Group of girls at church Sunday morning. Before we went, Becky warned us that when it was time for the offering, if the amount collected was not what was hoped for, they would do it again, and possibly even one more time. And, each person carries their offering to the altar. So after we got there, and it came time for the offering, instructions were given: if you were from Tribe A (I can’t remember the names), give to the bucket on the right. If you were from Tribe B, give to the bucket on the left. And if you fell into the “Other” category, lay your offering on the Bible in the center. So we all went forward & gave an offering. The music, loud & upbeat, was playing as we went. The thought did run through my mind, “This feels like a conga line.” Thankfully, the offering was substantial, and one go-round was enough that day.
A common sight.
We would pass by this sign every time we would go to & leave the mission house. The bullet holes were a visual reminder of what these people have survived (civil war, portrayed in the movie “Blood Diamond”).

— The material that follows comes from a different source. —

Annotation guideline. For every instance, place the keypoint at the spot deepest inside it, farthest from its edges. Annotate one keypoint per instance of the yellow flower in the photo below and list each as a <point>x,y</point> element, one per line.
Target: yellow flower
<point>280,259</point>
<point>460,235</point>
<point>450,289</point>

This was a booth at the market…not quite sure what type of meat that might be.
It seemed out of place to see a Lincoln town car.
Water. In a bag.
Fresh pineapple, everyday.
This is how we got to wherever we were going: the poda poda.
Fishermen & women.
The well in the yard at Tom & Becky’s house.
I have never given so much thought to fresh water. For people who live in this part of the world, so much time is spent going to & from a well to get water. I think about that every time I brush my teeth now.
This morning, I found myself so frustrated. I was standing in front of the mirror, about to flat iron my hair for the first time in three weeks. I was so missing the freedom I felt while in West Africa, freedom to not be concerned so much with my appearance. I got so spoiled, wearing my baseball cap, or just pulling my hair back, and not caring how it looked. aaaggghhh. This is just one tiny little part of how I am struggling right now.